American painter (1876–1962)

Cornelia Ellis Hildebrandt (September 7, 1876 – March 18, 1962) was an American artist particularly known for her portrait miniatures. One of the last surviving figures from the revival of miniature painting in America at the turn of the 20th century, she lectured extensively on the genre in her later years.

==Life==
Hildebrandt was born Cornelia Trumbull Ellis in Eau Claire, Wisconsin, the daughter of Arthur Cadwalader and Eliza (Potter) Ellis. She studied at the Art Institute of Chicago and then spent two years in Paris (1897–1898), where she studied at the Académie Colarossi and with Augustus Koopman and Virginia Richmond Reynolds. During her time there she met the American portrait artist Howard Logan Hildebrandt, who would later become her husband. His painting Miss C is thought to be portrait of her.

On her return from Paris she had a studio in Chicago for a while, but after her marriage to Howard Hildebrandt on September 3, 1902, the couple settled in New York City. By 1912 she had established her career as a miniaturist with a solo exhibition of 15 of her paintings at the Worcester Art Museum.

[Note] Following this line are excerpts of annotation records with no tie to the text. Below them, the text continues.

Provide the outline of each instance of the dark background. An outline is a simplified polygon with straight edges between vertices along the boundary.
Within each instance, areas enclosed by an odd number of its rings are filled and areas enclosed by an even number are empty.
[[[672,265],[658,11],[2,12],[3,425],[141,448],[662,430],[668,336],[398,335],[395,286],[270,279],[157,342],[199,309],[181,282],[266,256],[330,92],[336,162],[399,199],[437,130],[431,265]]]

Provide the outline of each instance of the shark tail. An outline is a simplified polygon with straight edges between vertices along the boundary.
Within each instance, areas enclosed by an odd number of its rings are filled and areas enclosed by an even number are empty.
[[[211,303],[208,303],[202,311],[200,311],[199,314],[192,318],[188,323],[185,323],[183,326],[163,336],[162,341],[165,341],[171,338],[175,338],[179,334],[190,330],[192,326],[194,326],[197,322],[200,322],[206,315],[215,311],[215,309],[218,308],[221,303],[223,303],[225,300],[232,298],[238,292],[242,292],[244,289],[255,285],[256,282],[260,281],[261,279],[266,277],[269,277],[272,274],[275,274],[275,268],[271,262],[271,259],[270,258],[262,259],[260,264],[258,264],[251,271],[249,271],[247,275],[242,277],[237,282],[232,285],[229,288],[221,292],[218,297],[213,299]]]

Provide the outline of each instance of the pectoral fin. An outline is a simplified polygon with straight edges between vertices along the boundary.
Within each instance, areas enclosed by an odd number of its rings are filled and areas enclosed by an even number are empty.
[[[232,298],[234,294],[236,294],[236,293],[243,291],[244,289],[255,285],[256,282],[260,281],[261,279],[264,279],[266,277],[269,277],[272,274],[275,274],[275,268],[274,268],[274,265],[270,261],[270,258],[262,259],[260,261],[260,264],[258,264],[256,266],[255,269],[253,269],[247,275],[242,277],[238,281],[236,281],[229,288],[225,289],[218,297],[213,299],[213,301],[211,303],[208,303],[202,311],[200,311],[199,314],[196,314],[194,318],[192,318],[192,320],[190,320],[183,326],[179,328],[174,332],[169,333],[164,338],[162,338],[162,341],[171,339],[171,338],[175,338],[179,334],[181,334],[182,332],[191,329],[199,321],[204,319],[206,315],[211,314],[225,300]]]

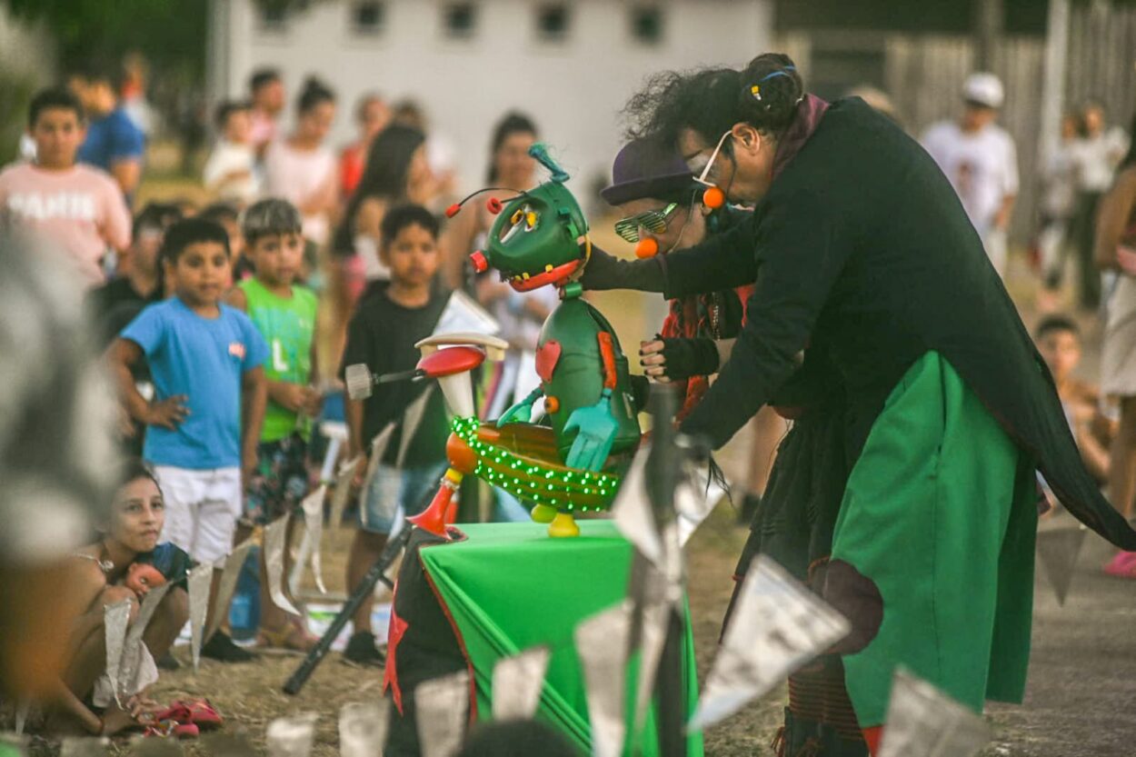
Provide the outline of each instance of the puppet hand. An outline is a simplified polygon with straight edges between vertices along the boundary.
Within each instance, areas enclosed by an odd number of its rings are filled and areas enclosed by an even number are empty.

She was a member of the American Society of Miniature Painters and the National Association of Women Painters and Sculptors at whose exhibitions she was awarded numerous medals. During the 1930s she was also a member of the Works Progress Administration. Cornelia and Howard Hildebrandt spent much of their later years at their summer home in New Canaan, Connecticut. Howard Hildebrandt died in 1958. Cornelia died in New Canaan four years later at the age of 85.